Flying Without Wings, Rishabh Puri, 2017

Publishers: HarperCollins Publishers India and Black Ink

Synopsis:

For Milli Bajwa, life is at a stand-still. Grounded in the Chandigarh airport where she works day after day, she watches flights leaving for destinations she knows she’ll never visit. Loveless and luckless, she would rather bury her nose in a book than face her grim reality. And then, on a whim, she swipes right on a new dating app, and finds the man of her dreams – someone who can sweep her off her feet and teach her how to fly. But the mysterious and charming Karan Singhania has secrets of his own, and a heart damaged in more ways than one. This is the story of two people about to find out how far they’re willing to go for the promise of true love.

Review:

I’d like to begin by saying that most Indian romances are too stereotypical and too lovey-dovey for my taste. They have so far never been able to overcome the love I have for my Mills&Boons. However, Flying without Wings was an exquisite read and I truly loved it with all my heart.

In terms of the plotline, I found it truly very believable and the common trope of poor-girl-meets-rich-boy had its very own twist making it a very enjoyable read. It also explored the various other aspects of life apart from love- like addiction, loss, friendship, family etc. and these themes were well written and portrayed in the actions of the characters. Milli and Karan are the protagonists of this novel and as we see their evolutions throughout the story, we can understand the different needs and wishes that drive people. Both of them are so different from each other in terms of their job, their salaries, their familial backgrounds and their ways of life. And yet, the one thing that pulls them together is the realization that despite their busy schedules, they are such lonely souls.
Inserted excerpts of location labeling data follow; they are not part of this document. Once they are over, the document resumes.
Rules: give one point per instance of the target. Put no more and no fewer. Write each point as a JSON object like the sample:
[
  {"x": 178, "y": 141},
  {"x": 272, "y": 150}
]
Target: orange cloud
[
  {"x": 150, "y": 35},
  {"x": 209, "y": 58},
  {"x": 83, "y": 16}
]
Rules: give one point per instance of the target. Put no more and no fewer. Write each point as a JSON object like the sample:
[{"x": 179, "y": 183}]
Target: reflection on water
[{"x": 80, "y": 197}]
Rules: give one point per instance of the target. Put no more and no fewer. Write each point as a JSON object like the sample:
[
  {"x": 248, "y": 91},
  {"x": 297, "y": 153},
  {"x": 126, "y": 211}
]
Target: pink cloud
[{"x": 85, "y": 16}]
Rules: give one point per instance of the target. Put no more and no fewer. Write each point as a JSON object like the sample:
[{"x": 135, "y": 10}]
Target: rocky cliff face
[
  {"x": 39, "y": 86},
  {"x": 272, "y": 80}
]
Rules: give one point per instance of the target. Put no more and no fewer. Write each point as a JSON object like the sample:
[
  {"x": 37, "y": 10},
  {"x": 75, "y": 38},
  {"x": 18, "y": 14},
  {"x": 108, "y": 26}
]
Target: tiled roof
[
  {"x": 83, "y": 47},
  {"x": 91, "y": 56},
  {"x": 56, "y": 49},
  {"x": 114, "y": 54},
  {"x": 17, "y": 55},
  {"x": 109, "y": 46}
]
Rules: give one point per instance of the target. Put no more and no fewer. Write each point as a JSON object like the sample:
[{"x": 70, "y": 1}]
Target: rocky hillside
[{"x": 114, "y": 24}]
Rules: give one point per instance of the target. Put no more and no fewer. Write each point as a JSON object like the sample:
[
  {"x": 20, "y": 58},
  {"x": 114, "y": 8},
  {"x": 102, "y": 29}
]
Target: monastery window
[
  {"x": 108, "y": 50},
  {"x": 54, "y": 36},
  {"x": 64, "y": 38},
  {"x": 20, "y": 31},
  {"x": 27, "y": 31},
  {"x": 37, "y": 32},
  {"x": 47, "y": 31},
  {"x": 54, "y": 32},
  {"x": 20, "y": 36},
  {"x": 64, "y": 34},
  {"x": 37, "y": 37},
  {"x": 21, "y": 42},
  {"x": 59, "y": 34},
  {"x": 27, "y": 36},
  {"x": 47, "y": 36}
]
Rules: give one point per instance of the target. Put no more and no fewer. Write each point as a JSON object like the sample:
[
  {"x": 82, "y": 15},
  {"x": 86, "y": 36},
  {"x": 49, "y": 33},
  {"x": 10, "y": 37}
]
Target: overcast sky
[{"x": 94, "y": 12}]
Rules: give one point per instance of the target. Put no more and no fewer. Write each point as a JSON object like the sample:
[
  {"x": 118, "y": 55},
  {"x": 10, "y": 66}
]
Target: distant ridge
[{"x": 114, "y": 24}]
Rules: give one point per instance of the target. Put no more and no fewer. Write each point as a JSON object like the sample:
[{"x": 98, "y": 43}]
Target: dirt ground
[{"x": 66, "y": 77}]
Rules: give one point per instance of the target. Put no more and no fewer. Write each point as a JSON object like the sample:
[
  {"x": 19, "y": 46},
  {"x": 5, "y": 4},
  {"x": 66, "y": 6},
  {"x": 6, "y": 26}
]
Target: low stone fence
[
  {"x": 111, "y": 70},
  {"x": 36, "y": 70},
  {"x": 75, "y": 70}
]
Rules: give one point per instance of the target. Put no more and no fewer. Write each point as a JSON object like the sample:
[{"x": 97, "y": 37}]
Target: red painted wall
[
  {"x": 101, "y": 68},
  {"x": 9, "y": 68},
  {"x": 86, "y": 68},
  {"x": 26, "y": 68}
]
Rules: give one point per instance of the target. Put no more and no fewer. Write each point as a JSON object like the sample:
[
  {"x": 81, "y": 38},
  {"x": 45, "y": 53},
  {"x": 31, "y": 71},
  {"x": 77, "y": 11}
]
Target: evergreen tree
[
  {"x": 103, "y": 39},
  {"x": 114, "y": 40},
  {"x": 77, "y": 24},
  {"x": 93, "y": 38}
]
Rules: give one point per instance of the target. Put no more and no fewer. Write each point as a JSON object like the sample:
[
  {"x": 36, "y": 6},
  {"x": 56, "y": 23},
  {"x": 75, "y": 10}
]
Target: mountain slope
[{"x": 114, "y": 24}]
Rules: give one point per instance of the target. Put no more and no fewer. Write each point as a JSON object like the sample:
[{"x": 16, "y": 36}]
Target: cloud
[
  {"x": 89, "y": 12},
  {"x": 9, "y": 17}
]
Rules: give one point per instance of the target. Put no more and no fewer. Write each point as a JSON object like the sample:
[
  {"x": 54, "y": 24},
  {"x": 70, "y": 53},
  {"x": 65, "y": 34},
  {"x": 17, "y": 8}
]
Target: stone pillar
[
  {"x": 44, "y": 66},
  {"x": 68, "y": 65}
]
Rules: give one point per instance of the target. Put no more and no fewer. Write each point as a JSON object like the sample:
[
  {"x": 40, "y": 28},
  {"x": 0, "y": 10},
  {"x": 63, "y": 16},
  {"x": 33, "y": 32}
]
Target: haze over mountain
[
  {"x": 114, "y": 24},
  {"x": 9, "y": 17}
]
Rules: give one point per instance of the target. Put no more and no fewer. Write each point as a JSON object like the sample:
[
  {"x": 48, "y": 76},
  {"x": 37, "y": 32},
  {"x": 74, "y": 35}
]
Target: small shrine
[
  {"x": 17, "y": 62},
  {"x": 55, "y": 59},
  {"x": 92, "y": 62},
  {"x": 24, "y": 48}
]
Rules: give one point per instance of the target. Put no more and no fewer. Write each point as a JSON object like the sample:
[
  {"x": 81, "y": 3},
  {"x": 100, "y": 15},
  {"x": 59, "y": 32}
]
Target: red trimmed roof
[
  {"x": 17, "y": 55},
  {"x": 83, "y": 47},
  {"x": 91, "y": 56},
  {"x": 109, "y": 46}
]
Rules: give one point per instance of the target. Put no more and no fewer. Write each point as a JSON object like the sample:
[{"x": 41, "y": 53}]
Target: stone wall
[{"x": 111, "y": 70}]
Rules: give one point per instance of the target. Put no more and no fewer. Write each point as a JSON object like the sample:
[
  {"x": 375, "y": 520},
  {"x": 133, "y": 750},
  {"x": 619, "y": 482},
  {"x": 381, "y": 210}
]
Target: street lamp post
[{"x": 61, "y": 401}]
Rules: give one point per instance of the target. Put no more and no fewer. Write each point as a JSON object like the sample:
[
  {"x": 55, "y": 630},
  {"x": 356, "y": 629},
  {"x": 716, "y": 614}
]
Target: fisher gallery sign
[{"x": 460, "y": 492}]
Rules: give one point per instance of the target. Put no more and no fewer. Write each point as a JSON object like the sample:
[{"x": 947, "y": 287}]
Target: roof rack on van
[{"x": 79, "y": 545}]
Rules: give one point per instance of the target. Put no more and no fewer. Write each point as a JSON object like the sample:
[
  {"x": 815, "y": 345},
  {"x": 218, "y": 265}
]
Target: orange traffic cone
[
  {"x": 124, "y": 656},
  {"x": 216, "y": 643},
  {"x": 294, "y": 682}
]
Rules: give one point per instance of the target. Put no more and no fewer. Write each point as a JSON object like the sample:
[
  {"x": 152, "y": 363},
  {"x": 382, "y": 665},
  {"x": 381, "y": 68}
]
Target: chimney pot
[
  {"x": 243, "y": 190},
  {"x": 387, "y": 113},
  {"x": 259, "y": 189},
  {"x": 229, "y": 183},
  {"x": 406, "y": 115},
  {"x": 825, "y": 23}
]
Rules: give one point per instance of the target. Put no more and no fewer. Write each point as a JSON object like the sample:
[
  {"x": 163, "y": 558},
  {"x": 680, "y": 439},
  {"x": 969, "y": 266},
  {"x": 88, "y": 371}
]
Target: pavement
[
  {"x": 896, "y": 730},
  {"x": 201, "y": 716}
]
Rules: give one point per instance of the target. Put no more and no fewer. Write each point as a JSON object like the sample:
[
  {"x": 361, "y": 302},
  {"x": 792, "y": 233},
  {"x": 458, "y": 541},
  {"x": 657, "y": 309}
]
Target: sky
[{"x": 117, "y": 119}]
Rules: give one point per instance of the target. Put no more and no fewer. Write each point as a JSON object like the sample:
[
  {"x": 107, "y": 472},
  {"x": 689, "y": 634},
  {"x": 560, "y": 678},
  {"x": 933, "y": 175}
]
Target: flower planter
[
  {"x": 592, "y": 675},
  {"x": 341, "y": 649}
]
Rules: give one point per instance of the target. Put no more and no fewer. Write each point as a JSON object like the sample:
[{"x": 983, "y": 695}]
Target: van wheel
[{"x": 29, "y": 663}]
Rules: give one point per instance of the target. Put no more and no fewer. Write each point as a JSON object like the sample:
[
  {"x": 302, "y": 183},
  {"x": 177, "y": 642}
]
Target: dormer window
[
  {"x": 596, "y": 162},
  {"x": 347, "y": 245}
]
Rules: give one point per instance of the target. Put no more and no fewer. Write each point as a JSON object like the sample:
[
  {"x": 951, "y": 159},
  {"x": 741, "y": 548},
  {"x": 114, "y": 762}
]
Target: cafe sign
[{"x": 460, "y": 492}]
I must admit that Rahull was not a favourite of mine and yet I found him very relatable- he shows his own shades of grey as a human.

The characters, though few, were very believable in all their true colours- with their feelings of grief, love, etc. The fact that they were shown as all-round characters also help a lot in this sense. For instance, it’s not just the search for love that drives the people, unlike in so many Indian rom-coms; they have their own careers thus managing all the various facet of life. In terms of the editing and grammar, I was delighted not to have found any errors as they are so common in most Indian romance novels.

Some things that didn’t add up made me a bit discomfited, however. For instance, the fact that despite the lower-middle class household portrayed (or even third-class, one could say), Milli seems to have a sedan. It was a bit difficult to digest that considering the fact that they hardly had any money to repair the sink when it broke. Moreover, I was wondering if opiates aren’t costly since the mother seems to be popping them like candy, along with her alcohol addiction as well. These were a few inaccuracies that just didn’t add up at all.

Verdict:

I rate this book a 4/5 stars and recommend it to, all those who are ‘suckers’ for romance- a must read.